Perpetuities and Accumulations Act 2009
- Parliament of the United Kingdom
- Long title: An Act to amend the law relating to the avoidance of future interests on grounds of remoteness and the law relating to accumulations of income.
- Citation: 2009 c. 18
- Introduced by: Bridget Prentice MP, Parliamentary Under-Secretary of State for Justice (Commons) Lord Bach (Lords)
- Territorial extent: England and Wales

Dates
- Royal assent: 12 November 2009

Status: Current legislation

History of passage through Parliament

Text of statute as originally enacted

Revised text of statute as amended

= Perpetuities and Accumulations Act 2009 =

Act of the Parliament of the United Kingdom

The Perpetuities and Accumulations Act 2009 (c. 18) is an act of the Parliament of the United Kingdom that reforms the rule against perpetuities and the law relating to accumulations of income in trusts.

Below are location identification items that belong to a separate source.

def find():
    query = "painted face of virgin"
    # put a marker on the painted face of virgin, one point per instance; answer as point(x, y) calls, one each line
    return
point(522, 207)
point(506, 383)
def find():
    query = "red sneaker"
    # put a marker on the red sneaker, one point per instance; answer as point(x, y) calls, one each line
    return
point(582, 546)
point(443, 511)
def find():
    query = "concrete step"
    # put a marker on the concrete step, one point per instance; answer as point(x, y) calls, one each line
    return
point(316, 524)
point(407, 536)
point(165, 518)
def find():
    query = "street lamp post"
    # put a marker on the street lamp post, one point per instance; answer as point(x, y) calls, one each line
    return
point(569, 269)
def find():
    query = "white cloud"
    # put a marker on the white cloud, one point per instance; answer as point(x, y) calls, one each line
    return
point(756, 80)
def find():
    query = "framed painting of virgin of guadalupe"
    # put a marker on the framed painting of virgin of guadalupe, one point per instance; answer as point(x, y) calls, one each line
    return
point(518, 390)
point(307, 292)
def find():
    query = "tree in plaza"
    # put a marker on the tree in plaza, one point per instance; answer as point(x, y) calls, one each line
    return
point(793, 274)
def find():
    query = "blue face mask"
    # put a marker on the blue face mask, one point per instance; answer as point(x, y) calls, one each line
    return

The act resulted from a Law Commission report published in 1998. It abolishes the rule against perpetuities in most non-trust contexts, such as easements. In relation to wills, however, the Act only applies to wills drawn up after 6 April 2010. A will drawn up before 6 April but executed later (upon the death of the testator) will continue to be bound by prior rules.

==Commencement==
Sections 22 to 24 came into force on 12 November 2009

Sections 1 to 21 and the Schedule came into force on 6 April 2010.